Была ребенком я - Христос мое дыханье

Навеки осквернил. Все мерзко мне теперь!

Ты целовал меня, ты пил благоуханье

Моих волос, и я смирялась... Но поверь,

Что непонятно вам, мужчинам, наше горе!

Чем больше любим мы, тем наша боль сильней.

Мы были растлены! И в страхе и в позоре

Порывы наши к вам обманчивей теней.

Причастье первое давно уже минуло.

Мне не было дано познать твои уста:

Душа моя и плоть, что так к тебе прильнула,

Несут тлетворное лобзание Христа".

IX

Истлевшая душа тогда с душой печальной

Его проклятие почувствуют сильней

И ненависть его, в которой изначально

Скрыт яд убийственный для истинных страстей.

Христос! О вечный враг энергии и воли,

Зовущий два тысячелетия туда,

Где женщины бледны, где головные боли

И где дается жизнь для скорби и стыда!

Июль 1871

XXXIX

Праведник

(фрагмент)

Держался прямо он. Луч золотистый света

На плечи Праведника падал. Жаркий пот

Прошиб меня: "Глядеть ты хочешь на кометы

И слышать, как жужжат, свершая свой полет,

Светила млечные и дальние планеты?"

"Подстерегает ночь твое чело и взгляд.

О Праведник, пора под крышею укрыться!

Читай молитву там. И если наугад

Бредущий в темноте начнет к тебе ломиться,

Скажи: "Калека я! Уйди отсюда, брат"".

Но снова Праведник был там, где страх клубится

От зелени и трав, когда мертвы лучи...

"Не продается ли тобою власяница,

Старик? О бард тоски! О пилигрим в ночи!

Нагорный плакальщик и жалости десница!

О сладко верующий! Сердце, что опять

Упало в чашу вдруг, томясь в предсмертной муке!

Любовь и слепота! Величье! Благодать!

Послушай, Праведник, ты глуп, ты гаже суки!
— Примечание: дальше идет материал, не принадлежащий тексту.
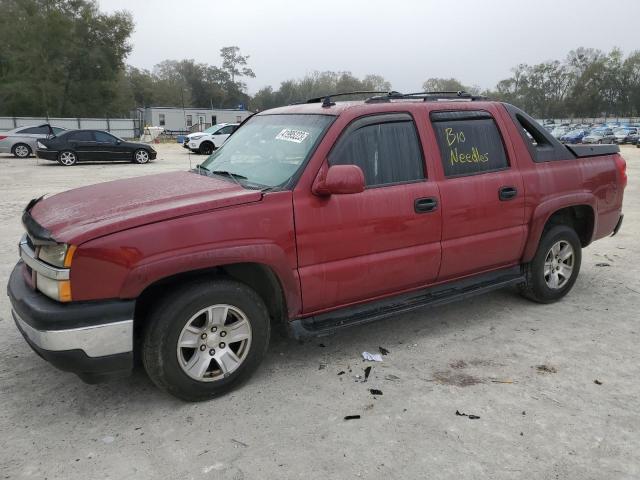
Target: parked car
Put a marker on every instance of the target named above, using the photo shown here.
(76, 146)
(559, 131)
(207, 141)
(574, 136)
(311, 218)
(22, 141)
(624, 135)
(600, 135)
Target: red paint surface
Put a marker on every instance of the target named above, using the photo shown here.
(327, 251)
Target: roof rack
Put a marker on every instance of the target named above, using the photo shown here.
(326, 99)
(426, 96)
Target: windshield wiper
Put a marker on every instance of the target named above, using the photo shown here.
(233, 176)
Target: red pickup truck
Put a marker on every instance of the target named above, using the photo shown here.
(311, 217)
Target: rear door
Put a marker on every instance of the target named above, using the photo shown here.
(384, 240)
(84, 144)
(482, 195)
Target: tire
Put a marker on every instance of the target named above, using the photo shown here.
(67, 158)
(206, 148)
(538, 285)
(211, 367)
(141, 156)
(21, 150)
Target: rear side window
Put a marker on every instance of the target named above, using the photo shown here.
(388, 152)
(469, 144)
(44, 130)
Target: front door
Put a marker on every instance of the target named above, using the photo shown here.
(482, 195)
(108, 147)
(84, 144)
(385, 240)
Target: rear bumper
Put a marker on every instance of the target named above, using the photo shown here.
(47, 154)
(91, 339)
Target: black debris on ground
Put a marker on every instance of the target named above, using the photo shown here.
(546, 369)
(469, 416)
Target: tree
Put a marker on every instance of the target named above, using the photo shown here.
(61, 57)
(235, 64)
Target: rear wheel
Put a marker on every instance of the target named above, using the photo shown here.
(205, 339)
(555, 267)
(141, 156)
(67, 158)
(21, 150)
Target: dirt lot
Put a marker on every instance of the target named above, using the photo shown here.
(483, 357)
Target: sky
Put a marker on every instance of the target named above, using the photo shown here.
(405, 41)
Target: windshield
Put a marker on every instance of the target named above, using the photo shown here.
(212, 128)
(269, 149)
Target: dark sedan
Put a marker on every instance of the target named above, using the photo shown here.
(76, 146)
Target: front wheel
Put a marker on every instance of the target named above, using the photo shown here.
(67, 158)
(141, 156)
(205, 339)
(555, 267)
(21, 150)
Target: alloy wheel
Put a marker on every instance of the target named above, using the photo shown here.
(142, 156)
(67, 158)
(21, 151)
(558, 265)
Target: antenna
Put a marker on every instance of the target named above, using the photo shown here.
(184, 116)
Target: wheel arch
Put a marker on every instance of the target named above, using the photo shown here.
(577, 212)
(258, 276)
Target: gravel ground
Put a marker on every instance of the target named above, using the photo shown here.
(528, 371)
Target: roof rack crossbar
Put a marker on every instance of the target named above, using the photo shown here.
(427, 96)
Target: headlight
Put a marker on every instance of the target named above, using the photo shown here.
(59, 255)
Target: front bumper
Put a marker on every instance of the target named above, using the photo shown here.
(47, 154)
(91, 339)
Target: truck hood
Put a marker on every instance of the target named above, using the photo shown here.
(82, 214)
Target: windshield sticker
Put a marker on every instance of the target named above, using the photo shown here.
(289, 135)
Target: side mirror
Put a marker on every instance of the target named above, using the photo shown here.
(339, 180)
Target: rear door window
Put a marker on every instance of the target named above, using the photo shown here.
(103, 137)
(82, 136)
(388, 152)
(42, 130)
(469, 142)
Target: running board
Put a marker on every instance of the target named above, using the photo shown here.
(329, 323)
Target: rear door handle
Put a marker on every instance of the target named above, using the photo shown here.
(424, 205)
(507, 193)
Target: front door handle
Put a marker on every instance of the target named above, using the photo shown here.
(424, 205)
(507, 193)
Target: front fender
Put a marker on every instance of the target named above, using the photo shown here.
(160, 267)
(543, 212)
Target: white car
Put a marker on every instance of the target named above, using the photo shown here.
(207, 141)
(22, 141)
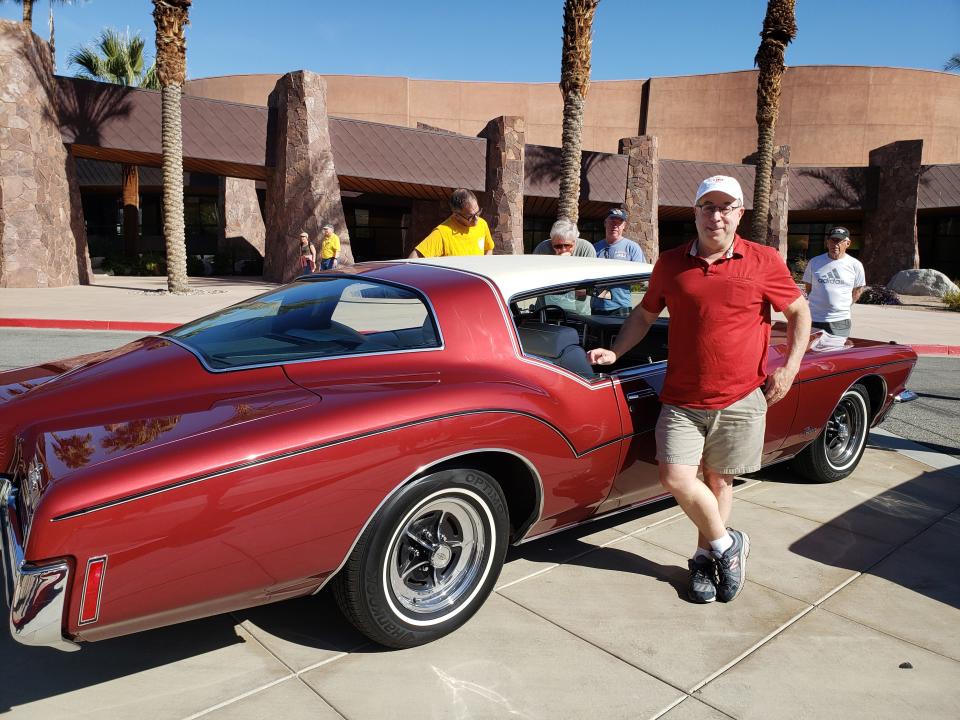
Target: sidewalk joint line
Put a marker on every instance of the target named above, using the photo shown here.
(749, 651)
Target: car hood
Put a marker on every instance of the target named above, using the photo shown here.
(133, 400)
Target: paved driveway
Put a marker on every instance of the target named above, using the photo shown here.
(852, 610)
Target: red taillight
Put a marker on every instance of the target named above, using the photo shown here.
(92, 585)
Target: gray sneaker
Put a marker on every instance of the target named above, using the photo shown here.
(703, 584)
(732, 567)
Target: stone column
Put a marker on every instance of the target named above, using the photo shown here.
(243, 229)
(303, 192)
(777, 228)
(425, 215)
(503, 202)
(42, 238)
(640, 199)
(890, 217)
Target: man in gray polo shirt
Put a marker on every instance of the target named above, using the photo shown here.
(834, 281)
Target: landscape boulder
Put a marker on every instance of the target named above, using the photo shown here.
(922, 282)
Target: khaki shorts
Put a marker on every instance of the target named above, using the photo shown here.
(729, 441)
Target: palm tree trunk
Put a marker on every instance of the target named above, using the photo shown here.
(570, 157)
(574, 83)
(779, 29)
(130, 175)
(173, 226)
(170, 18)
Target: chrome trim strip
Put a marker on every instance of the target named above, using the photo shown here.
(35, 594)
(419, 293)
(419, 471)
(312, 448)
(592, 518)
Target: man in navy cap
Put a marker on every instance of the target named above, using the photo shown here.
(614, 246)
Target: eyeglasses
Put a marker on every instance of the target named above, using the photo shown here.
(724, 210)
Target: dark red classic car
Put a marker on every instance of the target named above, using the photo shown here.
(388, 428)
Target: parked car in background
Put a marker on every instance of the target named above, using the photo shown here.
(387, 429)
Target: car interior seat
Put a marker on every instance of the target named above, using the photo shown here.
(557, 344)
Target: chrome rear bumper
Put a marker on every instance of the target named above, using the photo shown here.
(35, 594)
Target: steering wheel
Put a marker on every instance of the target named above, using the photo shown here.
(544, 312)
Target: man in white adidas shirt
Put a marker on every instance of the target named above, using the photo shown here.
(834, 281)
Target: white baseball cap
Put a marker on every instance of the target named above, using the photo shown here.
(720, 183)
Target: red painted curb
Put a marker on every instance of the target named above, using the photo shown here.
(87, 324)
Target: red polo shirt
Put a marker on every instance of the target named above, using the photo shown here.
(719, 320)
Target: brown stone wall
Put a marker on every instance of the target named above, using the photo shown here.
(425, 215)
(303, 192)
(777, 230)
(503, 201)
(243, 228)
(640, 198)
(42, 238)
(890, 219)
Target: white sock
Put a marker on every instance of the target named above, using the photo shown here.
(721, 545)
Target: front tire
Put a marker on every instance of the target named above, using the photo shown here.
(837, 451)
(427, 561)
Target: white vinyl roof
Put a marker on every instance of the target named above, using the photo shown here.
(515, 274)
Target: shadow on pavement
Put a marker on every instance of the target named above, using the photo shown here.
(917, 518)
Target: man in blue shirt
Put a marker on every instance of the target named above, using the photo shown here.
(615, 300)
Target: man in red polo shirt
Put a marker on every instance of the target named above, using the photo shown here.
(719, 289)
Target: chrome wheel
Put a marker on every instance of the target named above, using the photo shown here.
(437, 555)
(427, 560)
(846, 431)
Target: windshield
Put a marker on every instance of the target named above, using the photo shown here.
(310, 319)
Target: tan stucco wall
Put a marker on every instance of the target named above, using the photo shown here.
(830, 115)
(613, 107)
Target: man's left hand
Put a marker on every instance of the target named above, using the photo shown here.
(778, 384)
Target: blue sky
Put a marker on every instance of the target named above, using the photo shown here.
(516, 40)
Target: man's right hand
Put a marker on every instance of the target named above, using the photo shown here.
(601, 356)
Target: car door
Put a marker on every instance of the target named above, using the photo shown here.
(638, 395)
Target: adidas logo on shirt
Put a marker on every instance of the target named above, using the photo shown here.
(831, 278)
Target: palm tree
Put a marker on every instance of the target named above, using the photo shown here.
(574, 83)
(171, 18)
(779, 29)
(117, 58)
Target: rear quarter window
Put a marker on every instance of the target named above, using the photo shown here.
(312, 319)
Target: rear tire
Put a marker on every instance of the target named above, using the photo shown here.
(837, 451)
(427, 561)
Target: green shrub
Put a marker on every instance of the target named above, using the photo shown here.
(195, 266)
(152, 264)
(952, 299)
(879, 295)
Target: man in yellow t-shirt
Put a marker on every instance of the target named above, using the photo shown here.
(463, 233)
(329, 248)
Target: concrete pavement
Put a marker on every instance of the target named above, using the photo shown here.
(142, 304)
(852, 609)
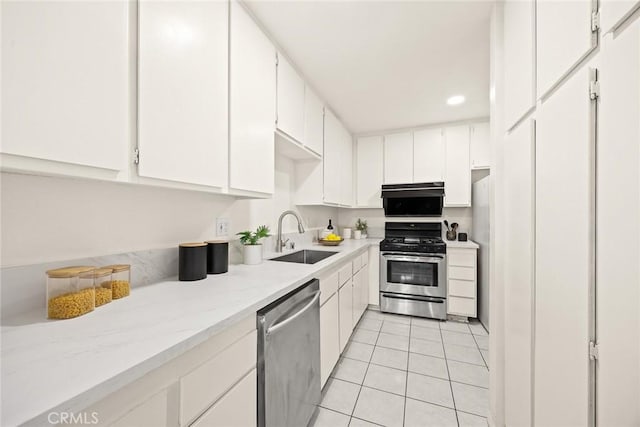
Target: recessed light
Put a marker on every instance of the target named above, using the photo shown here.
(456, 100)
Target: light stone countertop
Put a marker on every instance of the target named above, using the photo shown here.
(67, 365)
(469, 244)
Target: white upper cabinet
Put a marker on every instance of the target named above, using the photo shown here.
(398, 155)
(252, 113)
(313, 121)
(457, 181)
(331, 159)
(428, 155)
(564, 37)
(182, 92)
(346, 168)
(480, 146)
(519, 54)
(369, 171)
(290, 97)
(614, 12)
(65, 82)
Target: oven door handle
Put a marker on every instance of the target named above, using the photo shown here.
(414, 298)
(412, 258)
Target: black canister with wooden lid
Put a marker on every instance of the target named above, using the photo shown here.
(217, 256)
(192, 261)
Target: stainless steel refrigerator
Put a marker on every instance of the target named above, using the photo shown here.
(481, 227)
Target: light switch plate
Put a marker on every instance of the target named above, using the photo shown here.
(222, 227)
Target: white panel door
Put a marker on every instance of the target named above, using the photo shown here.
(428, 155)
(65, 82)
(457, 181)
(519, 235)
(290, 100)
(346, 168)
(564, 37)
(329, 337)
(618, 255)
(519, 54)
(369, 171)
(480, 146)
(563, 254)
(313, 121)
(252, 105)
(614, 12)
(182, 92)
(345, 308)
(331, 158)
(398, 158)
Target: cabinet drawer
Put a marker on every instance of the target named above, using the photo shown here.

Не ты страдаешь - я, посмевший бунтовать!

Надежда на твое прощенье, о тупица,

Мой вызывает смех и стон в груди моей!

Я проклят, знаешь ты. Я бледен, мне не спится,

Безумен я и пьян. Но ты уйди скорей.

Они мне не нужны, мозгов твоих крупицы.

Довольно и того, что Праведником ты

Зовешься, что в ночи рассудок твой и нежность

Сопят и фыркают, как старые киты,

И что изгнания познал ты безнадежность,

И твой надгробный плач звучит из темноты.

Ты божье око, трус! Твоей священной свите

Меня хотелось бы втоптать ногами в грязь...

Вся в гнидах голова! Одежд прогнивших нити!

Сократы и Христы! Святые люди! Мразь!

Того, кто проклят был, во мгле кровавой чтите!"

Все это на земле я прокричал, и ночь

Внимала тихо мне, охваченному бредом.

Я поднял голову: умчался призрак прочь,

За призраком гналась моя насмешка следом...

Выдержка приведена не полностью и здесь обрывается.